How is this accomplished? One easy way for parents to teach their children respect for law enforcement is to have respect for law enforcement themselves. As Julie Sander, a mother and blogger said, “A child’s attitude towards police begins with a parent’s attitude towards police,” (Sander). If parents are constantly complaining or negatively referring to policemen, then children will reflect the same attitudes as their parents. However, if a child’s parents are praising policemen for capturing villains or encouraging to the men and women of the force continuing to perform the actions of their jobs, then this child will add these characteristics to him or herself too. This is one of the simplest approaches for parents to teach respect for authority to their children.
Another technique that parents can utilize to teach their children respect for law enforcement is to pray for law enforcement. Prayer is a powerful speaking tool that everyone possesses, and if a parent begins to pray with his or her child for individuals serving the community as policemen, it will become difficult for this child to harbor anger or bitterness towards policemen. In the Bible, it says that we are supposed to pray for those who persecute us. This is an extremely difficult concept for anyone to accomplish; however, it is possible with God, and if a child watches a parent praying for those police officers that he or she does not believe are upholding the law, then not only will this child gain respect for law enforcement, but the child will learn to pray for those whom he or she considers persecutors in his or her own life as well.
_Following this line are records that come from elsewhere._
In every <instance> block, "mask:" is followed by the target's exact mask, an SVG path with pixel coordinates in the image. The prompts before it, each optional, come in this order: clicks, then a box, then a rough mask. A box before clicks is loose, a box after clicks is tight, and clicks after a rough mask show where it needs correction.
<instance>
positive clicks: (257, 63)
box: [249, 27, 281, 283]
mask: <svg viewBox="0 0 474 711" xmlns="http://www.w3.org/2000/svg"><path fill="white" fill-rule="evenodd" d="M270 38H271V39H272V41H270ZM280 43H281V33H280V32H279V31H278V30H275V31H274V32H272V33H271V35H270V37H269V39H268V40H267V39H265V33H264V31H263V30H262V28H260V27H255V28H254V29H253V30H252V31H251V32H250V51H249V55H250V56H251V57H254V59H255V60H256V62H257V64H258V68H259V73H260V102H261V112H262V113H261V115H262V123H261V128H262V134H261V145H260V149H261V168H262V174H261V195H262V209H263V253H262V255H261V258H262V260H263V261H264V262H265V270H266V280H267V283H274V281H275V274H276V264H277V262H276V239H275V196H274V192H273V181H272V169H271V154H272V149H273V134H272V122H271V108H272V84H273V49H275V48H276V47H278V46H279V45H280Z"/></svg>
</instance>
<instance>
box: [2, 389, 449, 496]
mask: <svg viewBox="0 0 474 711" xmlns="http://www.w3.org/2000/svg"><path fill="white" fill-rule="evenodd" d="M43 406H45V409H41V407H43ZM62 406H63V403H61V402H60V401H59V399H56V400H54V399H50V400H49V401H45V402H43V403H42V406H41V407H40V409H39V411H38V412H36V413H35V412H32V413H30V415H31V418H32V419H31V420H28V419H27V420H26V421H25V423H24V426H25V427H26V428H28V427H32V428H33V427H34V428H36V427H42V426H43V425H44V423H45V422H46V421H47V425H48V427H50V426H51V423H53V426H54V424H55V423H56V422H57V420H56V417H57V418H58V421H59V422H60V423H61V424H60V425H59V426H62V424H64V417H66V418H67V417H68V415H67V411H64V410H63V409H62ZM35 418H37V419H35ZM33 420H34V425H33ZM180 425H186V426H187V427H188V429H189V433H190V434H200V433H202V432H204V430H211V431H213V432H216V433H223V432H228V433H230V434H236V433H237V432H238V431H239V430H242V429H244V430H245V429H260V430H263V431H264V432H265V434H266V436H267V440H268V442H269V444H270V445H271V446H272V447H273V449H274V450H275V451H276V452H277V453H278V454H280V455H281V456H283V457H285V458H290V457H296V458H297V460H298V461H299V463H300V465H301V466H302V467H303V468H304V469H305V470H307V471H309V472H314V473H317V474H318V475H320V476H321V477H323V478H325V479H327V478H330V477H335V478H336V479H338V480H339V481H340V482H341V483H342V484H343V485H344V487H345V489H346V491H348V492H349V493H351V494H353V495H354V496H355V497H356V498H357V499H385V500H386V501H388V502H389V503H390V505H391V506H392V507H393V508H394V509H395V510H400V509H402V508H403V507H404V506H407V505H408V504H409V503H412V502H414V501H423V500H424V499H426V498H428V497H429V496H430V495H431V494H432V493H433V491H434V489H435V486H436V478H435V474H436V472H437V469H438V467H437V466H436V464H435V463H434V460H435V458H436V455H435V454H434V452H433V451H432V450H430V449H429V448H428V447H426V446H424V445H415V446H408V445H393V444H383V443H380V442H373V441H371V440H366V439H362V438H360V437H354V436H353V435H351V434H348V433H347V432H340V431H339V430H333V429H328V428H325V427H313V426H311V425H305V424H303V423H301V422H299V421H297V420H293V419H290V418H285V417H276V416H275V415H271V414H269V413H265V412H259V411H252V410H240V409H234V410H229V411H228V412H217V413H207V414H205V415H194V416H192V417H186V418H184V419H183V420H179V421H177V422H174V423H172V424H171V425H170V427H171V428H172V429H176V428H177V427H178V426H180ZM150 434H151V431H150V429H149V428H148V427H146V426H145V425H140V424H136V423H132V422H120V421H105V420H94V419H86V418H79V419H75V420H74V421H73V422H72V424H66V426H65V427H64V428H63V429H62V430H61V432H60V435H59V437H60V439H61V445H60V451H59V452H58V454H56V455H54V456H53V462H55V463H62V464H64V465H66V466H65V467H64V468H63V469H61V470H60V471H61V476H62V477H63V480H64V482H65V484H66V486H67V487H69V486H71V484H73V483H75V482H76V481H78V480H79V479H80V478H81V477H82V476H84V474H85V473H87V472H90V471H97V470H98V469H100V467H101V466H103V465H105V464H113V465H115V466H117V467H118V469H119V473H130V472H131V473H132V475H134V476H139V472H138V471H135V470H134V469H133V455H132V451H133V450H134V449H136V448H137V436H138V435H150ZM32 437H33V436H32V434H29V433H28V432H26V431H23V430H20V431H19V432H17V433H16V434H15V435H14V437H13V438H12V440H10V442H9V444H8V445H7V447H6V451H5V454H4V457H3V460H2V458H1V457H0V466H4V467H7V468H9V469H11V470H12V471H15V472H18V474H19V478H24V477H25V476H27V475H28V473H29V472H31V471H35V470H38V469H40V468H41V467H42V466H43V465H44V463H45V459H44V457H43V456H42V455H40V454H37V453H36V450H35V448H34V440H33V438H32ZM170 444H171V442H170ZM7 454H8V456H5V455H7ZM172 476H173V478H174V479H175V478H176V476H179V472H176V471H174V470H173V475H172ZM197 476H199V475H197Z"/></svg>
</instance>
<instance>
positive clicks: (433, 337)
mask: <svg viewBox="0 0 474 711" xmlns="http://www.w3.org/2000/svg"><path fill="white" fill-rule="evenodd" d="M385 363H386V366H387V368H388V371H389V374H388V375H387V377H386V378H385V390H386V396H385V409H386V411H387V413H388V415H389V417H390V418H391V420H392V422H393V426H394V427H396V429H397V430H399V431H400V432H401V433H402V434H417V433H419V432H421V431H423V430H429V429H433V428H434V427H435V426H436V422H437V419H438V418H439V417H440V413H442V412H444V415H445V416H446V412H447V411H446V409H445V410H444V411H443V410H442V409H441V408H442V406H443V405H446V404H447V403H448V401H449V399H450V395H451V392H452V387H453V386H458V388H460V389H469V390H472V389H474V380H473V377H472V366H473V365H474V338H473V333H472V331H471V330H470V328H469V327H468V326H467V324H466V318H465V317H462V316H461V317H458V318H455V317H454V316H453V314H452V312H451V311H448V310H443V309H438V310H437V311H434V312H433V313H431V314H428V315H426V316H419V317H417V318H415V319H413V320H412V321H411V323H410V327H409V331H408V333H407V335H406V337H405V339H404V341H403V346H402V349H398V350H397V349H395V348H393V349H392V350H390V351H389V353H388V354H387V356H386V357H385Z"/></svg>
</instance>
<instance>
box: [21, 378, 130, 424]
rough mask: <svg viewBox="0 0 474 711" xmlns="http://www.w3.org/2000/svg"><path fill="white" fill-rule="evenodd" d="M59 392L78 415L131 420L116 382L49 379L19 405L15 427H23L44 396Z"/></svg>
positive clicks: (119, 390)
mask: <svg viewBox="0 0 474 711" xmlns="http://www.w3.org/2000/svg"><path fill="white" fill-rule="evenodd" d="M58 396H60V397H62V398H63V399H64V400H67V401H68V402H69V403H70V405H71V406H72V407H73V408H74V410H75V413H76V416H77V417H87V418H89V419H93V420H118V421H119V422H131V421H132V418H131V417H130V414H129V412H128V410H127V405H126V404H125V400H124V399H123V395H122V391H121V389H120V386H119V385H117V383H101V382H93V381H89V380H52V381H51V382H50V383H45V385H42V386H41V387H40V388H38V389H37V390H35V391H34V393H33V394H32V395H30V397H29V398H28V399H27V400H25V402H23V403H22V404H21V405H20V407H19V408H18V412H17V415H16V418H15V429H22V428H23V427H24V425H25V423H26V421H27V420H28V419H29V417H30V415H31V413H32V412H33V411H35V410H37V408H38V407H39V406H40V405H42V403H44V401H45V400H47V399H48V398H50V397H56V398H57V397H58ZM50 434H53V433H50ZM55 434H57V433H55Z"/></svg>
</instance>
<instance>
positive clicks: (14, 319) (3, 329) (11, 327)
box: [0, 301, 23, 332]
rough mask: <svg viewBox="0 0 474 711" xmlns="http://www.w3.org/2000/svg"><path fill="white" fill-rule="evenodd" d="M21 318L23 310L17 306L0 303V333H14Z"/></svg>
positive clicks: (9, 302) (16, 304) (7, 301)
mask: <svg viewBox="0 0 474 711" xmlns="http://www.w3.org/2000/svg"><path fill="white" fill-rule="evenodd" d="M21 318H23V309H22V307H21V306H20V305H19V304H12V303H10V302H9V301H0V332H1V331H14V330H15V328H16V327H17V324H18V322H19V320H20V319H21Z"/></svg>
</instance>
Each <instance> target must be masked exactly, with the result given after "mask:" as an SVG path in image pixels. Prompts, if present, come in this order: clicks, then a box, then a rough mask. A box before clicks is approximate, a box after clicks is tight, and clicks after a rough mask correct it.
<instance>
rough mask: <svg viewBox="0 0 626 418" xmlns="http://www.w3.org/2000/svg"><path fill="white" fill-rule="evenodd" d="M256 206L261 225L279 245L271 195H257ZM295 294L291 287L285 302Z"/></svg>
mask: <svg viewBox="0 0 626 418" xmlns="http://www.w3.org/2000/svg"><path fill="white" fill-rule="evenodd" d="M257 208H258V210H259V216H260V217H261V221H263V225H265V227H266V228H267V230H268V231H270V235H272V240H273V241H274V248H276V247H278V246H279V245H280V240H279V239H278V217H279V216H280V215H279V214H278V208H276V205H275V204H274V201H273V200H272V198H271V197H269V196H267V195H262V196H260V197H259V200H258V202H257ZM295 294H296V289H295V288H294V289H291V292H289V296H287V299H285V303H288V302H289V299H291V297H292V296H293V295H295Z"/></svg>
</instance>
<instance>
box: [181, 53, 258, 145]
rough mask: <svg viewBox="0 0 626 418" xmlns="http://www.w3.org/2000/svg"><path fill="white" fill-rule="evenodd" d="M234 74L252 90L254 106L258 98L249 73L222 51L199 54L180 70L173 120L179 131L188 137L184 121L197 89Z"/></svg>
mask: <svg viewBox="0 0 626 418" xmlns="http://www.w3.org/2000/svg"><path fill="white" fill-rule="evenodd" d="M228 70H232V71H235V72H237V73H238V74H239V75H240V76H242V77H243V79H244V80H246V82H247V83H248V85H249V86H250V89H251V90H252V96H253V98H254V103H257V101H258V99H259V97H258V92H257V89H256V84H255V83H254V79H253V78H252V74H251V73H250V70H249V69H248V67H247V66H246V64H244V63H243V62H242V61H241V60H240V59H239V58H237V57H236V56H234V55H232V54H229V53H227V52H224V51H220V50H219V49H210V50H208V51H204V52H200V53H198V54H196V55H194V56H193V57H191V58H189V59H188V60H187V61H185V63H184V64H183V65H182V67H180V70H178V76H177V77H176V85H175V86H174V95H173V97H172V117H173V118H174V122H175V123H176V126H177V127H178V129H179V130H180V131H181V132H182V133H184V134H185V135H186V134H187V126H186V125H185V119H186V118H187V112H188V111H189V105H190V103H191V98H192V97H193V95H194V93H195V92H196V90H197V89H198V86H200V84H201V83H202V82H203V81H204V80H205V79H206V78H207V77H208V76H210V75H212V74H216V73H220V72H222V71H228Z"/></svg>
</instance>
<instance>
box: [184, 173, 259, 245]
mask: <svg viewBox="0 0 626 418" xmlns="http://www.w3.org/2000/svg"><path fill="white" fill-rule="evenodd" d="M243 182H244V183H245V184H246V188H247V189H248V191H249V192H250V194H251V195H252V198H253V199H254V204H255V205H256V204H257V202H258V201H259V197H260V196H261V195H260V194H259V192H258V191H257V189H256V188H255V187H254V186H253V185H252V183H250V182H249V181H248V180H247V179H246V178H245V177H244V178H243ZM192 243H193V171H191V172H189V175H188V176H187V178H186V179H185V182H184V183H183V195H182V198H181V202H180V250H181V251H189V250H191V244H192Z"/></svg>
In conclusion, society as a whole can change to respect law enforcement through teaching respect to the younger generation. No one is perfect; therefore, mistakes by both policemen and citizens are expected. However, if the younger generation is taught how to work through these problems through their actions and prayer, society can totally change into a place that views police officers with both respect and as individuals who will make mistakes. The question is, will you teach the next generation disrespect or respect for law enforcement?